Overcrowding the pan will not yield the same
1 1/4 pounds medium (31-40 count) shrimp, peeled (tails left on) and deveined
1 teaspoon extra virgin olive oil
1/4 teaspoon salt, or to taste Black pepper
6 garlic cloves, minced (about 2 1/2 tablespoons)
1/4 cup dry white wine
2 tablespoons fresh lemon juice
2 tablespoons light butter (stick, not tub)
2 tablespoons minced fresh parsley
Toss the shrimp with the olive oil, salt, and pepper to taste in a medium bowl.
Place a large nonstick skillet over high heat. When the skillet is hot, put in half of the shrimp. Cook, stirring occasionally, until they are just pink on both sides, 2 to 3 minutes. Add half of the garlic and cook, stirring constantly, until the shrimp are lightly browned on the outside and cooked through, 1 to 2 minutes. Transfer the shrimp to a platter and cover to keep hot. Repeat with the remaining shrimp and garlic. Add them to the platter and cover.
Add the wine and lemon juice to the pan. When the liquid is reduced by half, 1 to 2 minutes, turn the heat to low and add
the butter and 1 tablespoon parsley. Use a wooden spoon to stir until the butter is melted completely, 30 seconds to 1 minute. Spoon the sauce over the shrimp and toss well, then garnish with the remaining parsley. Serve immediately.
Zucchini Boats with Goat Cheese and Sun-Dried Tomatoes
Makes 8 Boats; 4 Servings
I love to add sun-dried tomatoes to my salads or veggie dishes like this one for a flavor punch. Whatever you do, don't buy the ones that are packed in oil. Other varieties are sold either in airtight bags or in bulk. If they're soft when you buy them, simply add them to your dishes. If they're not soft, it's easy to soften them to prepare them for your recipe.
Just bring a small saucepan of water to a rolling boil. Stir in the tomatoes, and then turn off the heat. Let them sit in water, uncovered, for 5 minutes, or until tender. Drain them and they're ready to go.
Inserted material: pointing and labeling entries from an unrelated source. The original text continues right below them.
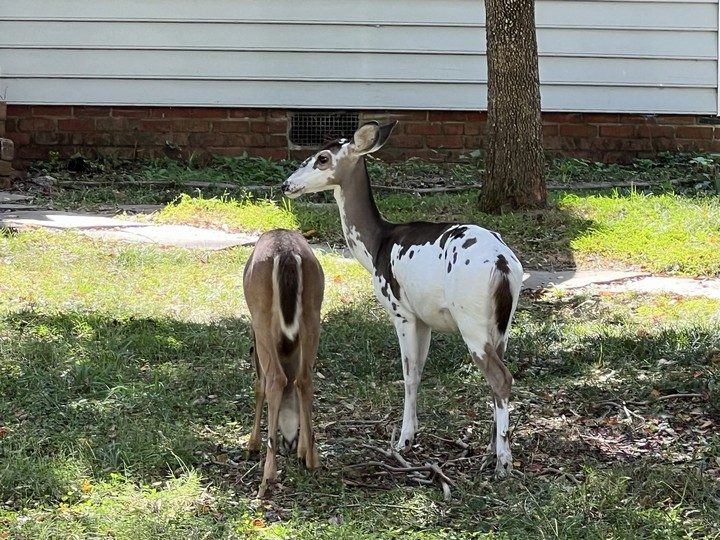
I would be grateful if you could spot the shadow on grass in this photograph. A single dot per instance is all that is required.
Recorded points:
(85, 395)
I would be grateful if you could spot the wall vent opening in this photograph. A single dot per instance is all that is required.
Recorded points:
(313, 129)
If you can find it in your area, you can use light goat cheese in this recipe. Because it's not highly prevalent throughout the country, I wrote this recipe using the full-fat variety. Light goat cheese will save you another 33 calories and
3 grams of fat per serving.
4 small zucchini
Olive oil spray
2 pinches of salt
2 pinches of black pepper
2 teaspoons minced fresh garlic
3 1/4 ounces (scant 1/2 cup) crumbled goat cheese
2 tablespoons plus 2 teaspoons rehydrated chopped sun-dried tomatoes (not packed in oil)
1 tablespoon plus
1 teaspoon finely chopped fresh basil
Preheat the oven to 350 F.
Cut the zucchini in half lengthwise. Run the tip of a tablespoon down the center of each half, scraping out a shallow layer of the seeds. Lay the zucchini side by side, skin side down, on a small nonstick baking sheet and lightly mist each shell with spray. Sprinkle each zucchini half evenly with salt and pepper. Next, sprinkle the garlic evenly among them. Bake for 16 to 19 minutes, until tender. Sprinkle the goat cheese crumbles evenly over the zucchini, followed by the sun-dried tomatoes. Bake for another 4 to 6 minutes, or until the cheese is just barely starting to melt. Sprinkle the tops evenly with the basil, about 1/2 teaspoon each. Serve immediately.